The current share price of $30.31 is 3.8% above 50-day moving average and 3.9% above 200-day moving average. Additionally, the price is at about the 60th percentile of the 52-week range.
The share price increased 8.6% from its low at the beginning of March 2020. However, it still remains attractive compared to historical values.
How does the current dividend yield for T compare to historical values?
In the last 10 years, the dividend yield for T has been in a range of 4.39% to 7.7%, with a media of 5.46%. (per GuruFocus) The current TTM yield of 6.86% is materially above the historical media.
The high yield raises concerns with the safety of the dividend. However, the dividend seems to be well covered. Additionally, the current guidance suggests management continues to be committed to pay it.

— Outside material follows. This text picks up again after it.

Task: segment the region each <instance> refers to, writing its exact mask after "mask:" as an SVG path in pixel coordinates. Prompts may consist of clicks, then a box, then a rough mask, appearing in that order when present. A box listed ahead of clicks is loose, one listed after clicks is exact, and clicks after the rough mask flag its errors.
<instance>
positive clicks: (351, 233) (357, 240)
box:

Why are we adding T to the FiveTwenty portfolio?
With a streak of 36 years of increasing the dividend, T has been a solid dividend investment for decades. Its communications segment has been a reliable cash cow during this time that still has some growth left in it. At the current valuation and yield, T is priced like a declining business. However, the underlying business fundamentals tell a different story.
We believe share price is currently disproportionally impacted by the high debt load and the poor performance of the DirectTV acquisition. Furthermore, we believe the company is on the right path to address both those issues.